5) Disney vacations listed on Craigslist
Never, ever buy Disney vacation packages or tickets from a seller on Craigslist. You have no way to check the validity of those tickets, and if they are partially-used, they are no good anyway.
4) “Free Disney tickets” banners
Disney tickets cost money. That’s how Disney stays open and continually expands and betters its parks. Disney tickets are not free. Run. Do not stop at that booth, kiosk or hole-in-the-wall shop if they have a banner or sign offering free Disney tickets. You will absolutely not get in to the parks with those “tickets.”
3) Fake Walt Disney World Facebook pages
There are many illegitimate Disney World Facebook pages online—even calling themselves “official,” and administrators of these fake pages make posts about entering a contest to win a trip to the parks by “liking” their posts and “sharing” the posts on your own Facebook page. Since these pages are fake and in no way affiliated with the Walt Disney Company, liking and sharing will most likely only lead to your demise—your Facebook account and friends list may be hacked. The only truly official Walt Disney World page has the title “Walt Disney World” and a blue circle next to it with a checkmark in it. It also has close to 20 million likes and 15 million users following the page.

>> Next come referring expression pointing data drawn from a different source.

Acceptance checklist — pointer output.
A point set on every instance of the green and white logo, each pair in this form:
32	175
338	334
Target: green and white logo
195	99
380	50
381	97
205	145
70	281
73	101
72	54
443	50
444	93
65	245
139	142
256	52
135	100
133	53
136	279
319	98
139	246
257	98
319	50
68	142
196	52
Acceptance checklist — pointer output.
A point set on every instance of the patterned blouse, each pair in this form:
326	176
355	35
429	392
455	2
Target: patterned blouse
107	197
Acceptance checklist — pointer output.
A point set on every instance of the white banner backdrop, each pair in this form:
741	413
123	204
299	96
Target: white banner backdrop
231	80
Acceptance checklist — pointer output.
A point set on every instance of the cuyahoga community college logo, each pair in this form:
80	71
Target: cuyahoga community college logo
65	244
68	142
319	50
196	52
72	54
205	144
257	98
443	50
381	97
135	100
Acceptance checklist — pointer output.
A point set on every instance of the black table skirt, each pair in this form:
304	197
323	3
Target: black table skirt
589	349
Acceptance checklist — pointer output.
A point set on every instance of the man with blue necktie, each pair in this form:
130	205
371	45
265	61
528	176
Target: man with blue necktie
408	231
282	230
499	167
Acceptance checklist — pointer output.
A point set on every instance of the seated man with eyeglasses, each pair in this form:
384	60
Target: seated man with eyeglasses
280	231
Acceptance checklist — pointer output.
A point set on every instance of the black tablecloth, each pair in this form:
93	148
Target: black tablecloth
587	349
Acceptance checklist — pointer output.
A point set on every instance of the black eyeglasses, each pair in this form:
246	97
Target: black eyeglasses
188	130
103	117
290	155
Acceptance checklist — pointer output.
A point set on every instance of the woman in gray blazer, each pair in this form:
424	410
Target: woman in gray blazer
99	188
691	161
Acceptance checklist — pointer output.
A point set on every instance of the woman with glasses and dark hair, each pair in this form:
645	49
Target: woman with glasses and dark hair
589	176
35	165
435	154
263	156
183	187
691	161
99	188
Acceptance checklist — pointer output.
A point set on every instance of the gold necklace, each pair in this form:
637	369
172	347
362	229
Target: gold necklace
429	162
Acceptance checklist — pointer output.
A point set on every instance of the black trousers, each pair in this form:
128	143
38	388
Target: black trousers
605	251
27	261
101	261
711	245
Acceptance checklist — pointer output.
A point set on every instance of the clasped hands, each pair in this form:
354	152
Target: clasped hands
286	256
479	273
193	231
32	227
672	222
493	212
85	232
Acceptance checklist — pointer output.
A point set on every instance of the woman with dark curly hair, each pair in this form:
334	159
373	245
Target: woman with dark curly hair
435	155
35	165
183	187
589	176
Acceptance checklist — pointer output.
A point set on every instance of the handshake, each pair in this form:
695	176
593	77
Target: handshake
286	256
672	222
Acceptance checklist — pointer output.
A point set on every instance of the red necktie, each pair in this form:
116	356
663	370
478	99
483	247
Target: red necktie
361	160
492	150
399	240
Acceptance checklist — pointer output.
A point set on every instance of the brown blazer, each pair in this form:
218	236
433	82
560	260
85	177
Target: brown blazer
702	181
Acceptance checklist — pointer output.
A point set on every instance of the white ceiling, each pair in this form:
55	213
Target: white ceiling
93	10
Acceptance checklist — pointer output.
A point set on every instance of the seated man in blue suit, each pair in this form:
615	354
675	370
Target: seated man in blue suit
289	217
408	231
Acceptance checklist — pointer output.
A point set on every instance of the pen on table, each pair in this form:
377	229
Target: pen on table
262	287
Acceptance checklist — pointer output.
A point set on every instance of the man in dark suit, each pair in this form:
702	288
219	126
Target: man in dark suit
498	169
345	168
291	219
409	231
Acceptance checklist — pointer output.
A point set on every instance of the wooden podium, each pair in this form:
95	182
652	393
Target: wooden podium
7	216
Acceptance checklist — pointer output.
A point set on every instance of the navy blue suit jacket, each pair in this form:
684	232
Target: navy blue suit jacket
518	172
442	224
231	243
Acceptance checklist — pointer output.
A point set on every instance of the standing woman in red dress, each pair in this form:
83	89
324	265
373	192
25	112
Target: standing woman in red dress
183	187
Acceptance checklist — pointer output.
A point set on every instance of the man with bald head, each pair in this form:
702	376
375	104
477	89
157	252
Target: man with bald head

2) $59 Magic Kingdom tickets
The cost for a one-day ticket to Magic Kingdom during peak season is over $130. During non-peak seasons, a one-day Magic Kingdom ticket is around $120. Disney does not offer a 50% savings on park tickets. This is true even for annual passholders and Guests who are members of AAA and AARP. So it doesn’t make sense that there are tickets available for half of the regular price. And if you purchase these tickets, you run the risk of being turned away at the park gates because you have invalid or fake tickets. Don’t run that risk—as stated before, only purchase tickets from Disney World or from authorized third-party sellers.
1) Phone scams informing you that you’ve won a trip to the parks
Think back. Do you remembering entering a legitimate contest in the hopes of winning a Disney trip? No? If not, there’s about a 99% chance that you won’t be winning that contest—the one you never entered. Consider any such communication dishonest. Further, if you are informed that you’ve won a “contest” for a Disney trip, but you are also informed you must pay for part of the trip, know that the contest and the trip are illegitimate.
Be sure to plan for your Disney trip responsibly, and when searching for ways to save money, be careful about indulging in sketchy or shady promotions that may only lead to trouble for you and your family.